How you go about that missionary work is up to you. Whether it be allegory or through drama or however else you think you can be effective in communicating the principles of the Gospel, it must be done. It is commanded that it should be done. We endowed members have covenanted to consecrate all of ourselves, all, to this work.
How blessed are we? As pointed out earlier, 14 million out of 7 billion. Why are we so blessed to have the Gospel? Because it isn’t just a blessing. It’s not even just a privilege. It’s a responsibility. We cannot go around saying, “Oh joy, I am saved!” --- We must be about our Father’s business, or else we are not worthy of our hire, a wicked and slothful servant. And though I have spoken primarily of the creative arts, this commandment extends to all abilities, all professions, all places in life.
Brothers and sisters, there is work to do. The "great and marvelous work" is meant to be done by us. And we must do more than our best. For right now, we are not yet what we can be. One might say, “Brother Silvester, that’s not grace. We mustn’t be too hard on ourselves.” But the whole idea of eternal progression is about constantly improving what our best can be! “Best” is not a rigid, inflexible goal; it is fluid, it rises, it beckons us ever onward. Christ gave us eternal life. Surely we can consecrate to Him our mortal life.
I call to the rising generation of this church. I call out to all to become masters of their gifts, whatever they may be, to become champions of the Lord and use what He has given them to spread the gospel to the world, and bring souls unto Christ.
In D&C 82 the Lord tells us of the law of consecration, “This order I have appointed to be an everlasting order unto you, and unto your successors, inasmuch as you sin not.”

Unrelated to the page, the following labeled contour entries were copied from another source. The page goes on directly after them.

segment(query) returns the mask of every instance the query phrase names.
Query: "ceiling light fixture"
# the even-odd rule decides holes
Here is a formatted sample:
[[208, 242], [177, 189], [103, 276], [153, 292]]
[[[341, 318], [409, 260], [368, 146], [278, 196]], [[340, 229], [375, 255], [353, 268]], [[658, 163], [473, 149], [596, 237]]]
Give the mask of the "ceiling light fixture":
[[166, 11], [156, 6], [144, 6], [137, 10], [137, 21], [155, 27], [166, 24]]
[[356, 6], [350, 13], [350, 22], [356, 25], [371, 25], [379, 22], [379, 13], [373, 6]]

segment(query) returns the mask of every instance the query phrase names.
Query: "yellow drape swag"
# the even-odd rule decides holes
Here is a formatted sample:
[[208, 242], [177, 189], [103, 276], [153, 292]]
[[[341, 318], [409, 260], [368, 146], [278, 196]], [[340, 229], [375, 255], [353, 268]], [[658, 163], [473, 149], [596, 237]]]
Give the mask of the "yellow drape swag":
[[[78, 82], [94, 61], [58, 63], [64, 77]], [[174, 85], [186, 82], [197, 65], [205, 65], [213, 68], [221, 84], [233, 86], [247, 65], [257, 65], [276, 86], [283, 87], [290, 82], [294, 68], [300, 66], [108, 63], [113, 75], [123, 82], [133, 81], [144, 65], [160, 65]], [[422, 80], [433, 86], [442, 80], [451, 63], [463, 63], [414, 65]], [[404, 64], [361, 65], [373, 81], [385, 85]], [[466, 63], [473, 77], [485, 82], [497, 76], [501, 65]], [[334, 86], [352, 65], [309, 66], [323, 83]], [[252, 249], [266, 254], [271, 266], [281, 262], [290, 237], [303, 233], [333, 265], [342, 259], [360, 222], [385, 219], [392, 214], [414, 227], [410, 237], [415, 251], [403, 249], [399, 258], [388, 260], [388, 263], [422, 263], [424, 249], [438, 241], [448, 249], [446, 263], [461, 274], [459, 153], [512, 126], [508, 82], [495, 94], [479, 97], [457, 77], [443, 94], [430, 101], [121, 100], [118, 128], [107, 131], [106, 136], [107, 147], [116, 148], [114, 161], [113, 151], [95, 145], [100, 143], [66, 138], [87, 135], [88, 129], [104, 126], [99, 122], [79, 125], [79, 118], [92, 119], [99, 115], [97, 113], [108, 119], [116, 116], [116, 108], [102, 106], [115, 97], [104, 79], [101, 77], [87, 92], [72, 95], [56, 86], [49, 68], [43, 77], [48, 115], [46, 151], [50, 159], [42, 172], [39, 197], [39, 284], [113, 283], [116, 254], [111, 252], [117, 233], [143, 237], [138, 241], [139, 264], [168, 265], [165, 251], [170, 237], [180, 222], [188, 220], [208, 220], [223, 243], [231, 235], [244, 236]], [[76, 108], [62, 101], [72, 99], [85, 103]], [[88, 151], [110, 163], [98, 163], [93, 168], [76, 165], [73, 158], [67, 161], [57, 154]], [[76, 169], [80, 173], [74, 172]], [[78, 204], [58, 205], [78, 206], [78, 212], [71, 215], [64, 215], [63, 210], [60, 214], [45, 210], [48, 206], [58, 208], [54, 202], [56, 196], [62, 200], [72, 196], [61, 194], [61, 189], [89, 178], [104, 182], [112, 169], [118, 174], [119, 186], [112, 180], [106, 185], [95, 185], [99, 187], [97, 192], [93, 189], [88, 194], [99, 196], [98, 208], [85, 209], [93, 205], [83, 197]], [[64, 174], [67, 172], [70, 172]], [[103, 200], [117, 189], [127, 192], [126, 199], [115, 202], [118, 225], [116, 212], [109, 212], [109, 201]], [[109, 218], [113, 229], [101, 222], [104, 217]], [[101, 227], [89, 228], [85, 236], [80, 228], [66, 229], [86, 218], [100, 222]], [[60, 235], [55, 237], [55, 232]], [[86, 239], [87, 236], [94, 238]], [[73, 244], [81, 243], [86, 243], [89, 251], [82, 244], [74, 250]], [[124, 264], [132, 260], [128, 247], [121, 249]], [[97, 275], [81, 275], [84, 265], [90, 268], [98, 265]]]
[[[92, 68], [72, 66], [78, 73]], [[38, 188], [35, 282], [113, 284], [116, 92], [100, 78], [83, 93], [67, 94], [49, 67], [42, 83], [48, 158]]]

An everlasting order! What does that mean? That this is the order of heaven! This is a celestial society! Developing our gifts in “the interest of [our] neighbor” with ultimately the glory of God as our goal. D&C 104:63 -- “And I give it unto you from this very hour; and now see to it, that ye go to make use of the stewardship which I have appointed unto you.”
Go find what the Lord has given you. It is your duty to find it, to develop it, to use it to further the cause, and then to receive the promised multiplicity of blessings to faithful stewards. Orson Scott Card has pointed out that in all the evolution of the temple endowment over the years, as some covenants and some scenes have dropped away, the covenant of consecration, though we think of it as a relic of the past, is still there---it still applies to all endowed latter-day saints, and it will forever.
Let us make art, music, and literature that brings souls to Christ. Let us infuse our art with meaning! Let our art lead to truth, to God! And let us not spend our time critiquing the Brethren, and instead spend it supporting them, sustaining them, joining them in the war against the rapidly spreading evil that is so pervasive in the world today. The Lord and His servants needs allies, not critics.
What can we expect to tell God at Judgment Day about our time spent on earth when, in this brief but oh so important life, we are purely pursuing our personal passions, and not doing the work that will last the eternity?
Let us find ways to instead channel those passions as they were meant to be used: for the Lord! To use them to enhance, further, and promote the work, to lay a foundation of understanding in the people who are searching for the truth and prepare them to receive the Gospel when they finally hear it. Let us be witnesses of God at all times and in all things and in all places that we may be in, and consecrate our time and talents to the work of Zion. In the name of Jesus Christ, amen.